Researchers randomized one group to get the device and one group did not. Outcome was stroke. The authors presented the results in the form of absolute differences—stroke rates of 2.3% vs 2.9%, device vs no device, respectively. The point estimate of the absolute risk reduction was -0.6%. The 95% confidence intervals ranged from a 1.7% lower risk of stroke to a 0.5% risk increase.
Unlike DANCAVAS, the upper bound of the confidence interval included a chance that strokes were higher in the device arm.
Conclusion in the NEJM: (my emphasis on the last phrase)
Among patients with aortic stenosis undergoing transfemoral TAVR, the use of CEP did not have a significant effect on the incidence of periprocedural stroke, but on the basis of the 95% confidence interval around this outcome, the results may not rule out a benefit of CEP during TAVR.
We discussed this issue on the Sensible Medicine podcast this week.
The first problem here is the uncertainty inherent in trial results. When I was young, I erred in focusing too much on the point estimate and whether the confidence intervals reached significance (less than 1.0 when looking for a reduction in an outcome).
But it is clear from the Cochrane review, Vinay’s re-analysis of other Cochrane papers, and these two examples from NEJM, that there is a lot more uncertainty in results and flex in making conclusions than I had appreciated.

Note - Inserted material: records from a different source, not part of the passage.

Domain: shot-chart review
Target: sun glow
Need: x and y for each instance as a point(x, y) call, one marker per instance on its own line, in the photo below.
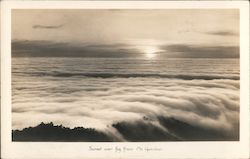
point(151, 51)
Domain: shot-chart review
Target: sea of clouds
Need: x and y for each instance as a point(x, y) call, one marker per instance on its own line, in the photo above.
point(100, 102)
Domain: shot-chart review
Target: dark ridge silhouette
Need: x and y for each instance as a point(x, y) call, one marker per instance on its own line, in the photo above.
point(50, 132)
point(137, 131)
point(143, 131)
point(189, 132)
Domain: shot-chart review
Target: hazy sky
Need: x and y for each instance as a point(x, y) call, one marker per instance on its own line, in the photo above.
point(127, 31)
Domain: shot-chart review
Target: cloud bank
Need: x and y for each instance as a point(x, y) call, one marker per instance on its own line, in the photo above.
point(209, 105)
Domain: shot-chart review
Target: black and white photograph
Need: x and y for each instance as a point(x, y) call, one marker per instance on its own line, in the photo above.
point(125, 75)
point(124, 79)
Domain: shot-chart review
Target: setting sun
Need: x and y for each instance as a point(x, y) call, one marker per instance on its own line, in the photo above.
point(151, 51)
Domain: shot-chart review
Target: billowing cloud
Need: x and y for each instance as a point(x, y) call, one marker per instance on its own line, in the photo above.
point(210, 106)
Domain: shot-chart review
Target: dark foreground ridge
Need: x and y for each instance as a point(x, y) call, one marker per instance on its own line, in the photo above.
point(138, 131)
point(51, 132)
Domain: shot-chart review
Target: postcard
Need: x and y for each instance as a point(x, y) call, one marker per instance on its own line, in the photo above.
point(125, 79)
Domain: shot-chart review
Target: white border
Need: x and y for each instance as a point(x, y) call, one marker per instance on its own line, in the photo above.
point(81, 150)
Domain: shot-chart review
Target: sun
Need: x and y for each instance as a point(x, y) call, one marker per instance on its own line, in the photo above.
point(150, 51)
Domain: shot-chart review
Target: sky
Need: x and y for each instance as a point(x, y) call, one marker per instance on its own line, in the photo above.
point(126, 33)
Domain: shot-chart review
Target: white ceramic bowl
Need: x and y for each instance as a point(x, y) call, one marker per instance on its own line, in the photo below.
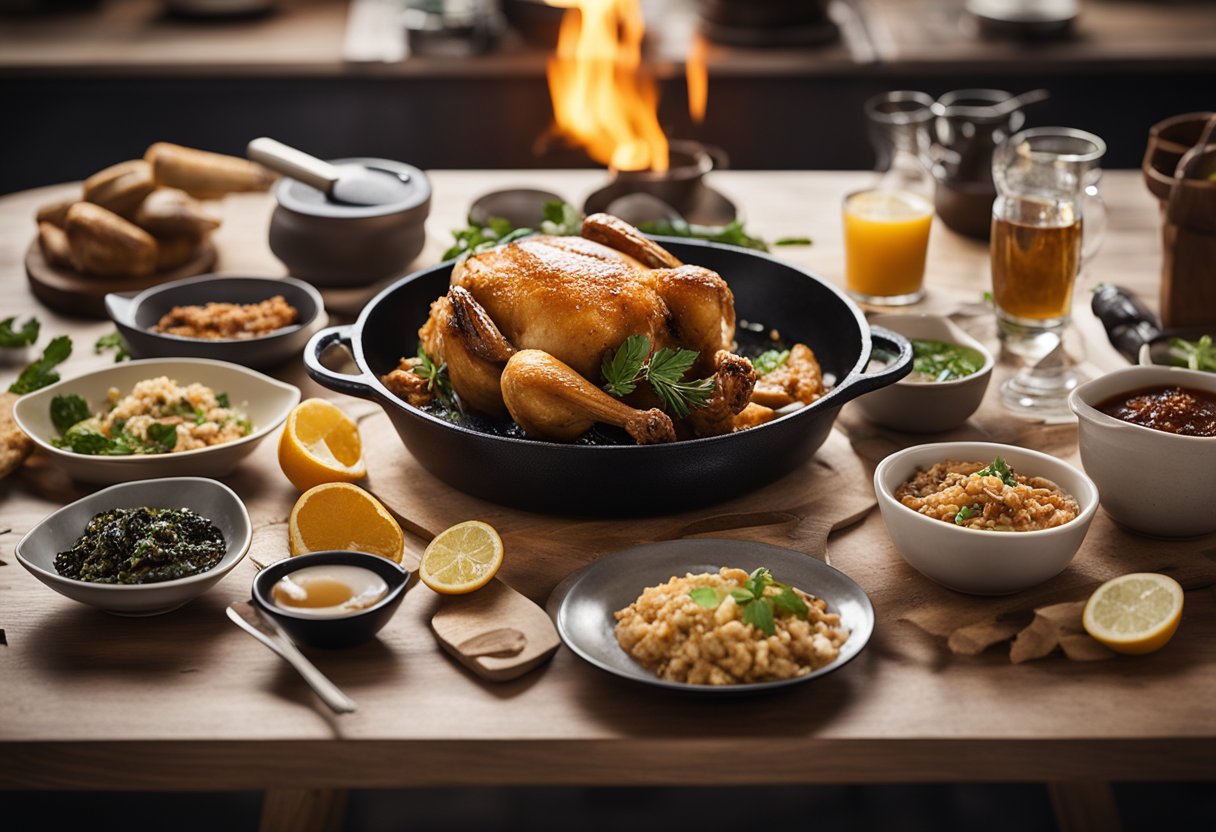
point(973, 560)
point(60, 530)
point(265, 400)
point(1150, 481)
point(928, 406)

Regulators have it easy because they can simply say something doesn’t meet a statistical threshold.
But doctors have it harder, for many reasons:
A) because we have to assess the width of the confidence intervals—too wide and we can’t draw conclusions due to imprecision. But…no one tells us how wide is too wide. Whatever this threshold is, it has to be consistent.
B) Because we have to look at the confidence intervals and determine the probability that an intervention has a benefit. The screening program in DANCAVAS may not have met its threshold but clearly the probability is more than not that it reduced death.
C) In the stroke prevention trial, the larger part of the confidence interval trends to benefit, but there is a chance of harm. What are we to think? Why were those investigators allowed to conclude possible benefit whereas DANCAVAS authors were not? I am asking.
If you are more confused and now have lower confidence in medical evidence, I have succeeded.
It’s why I am cautious and medically conservative. Please free to educate us in the comments.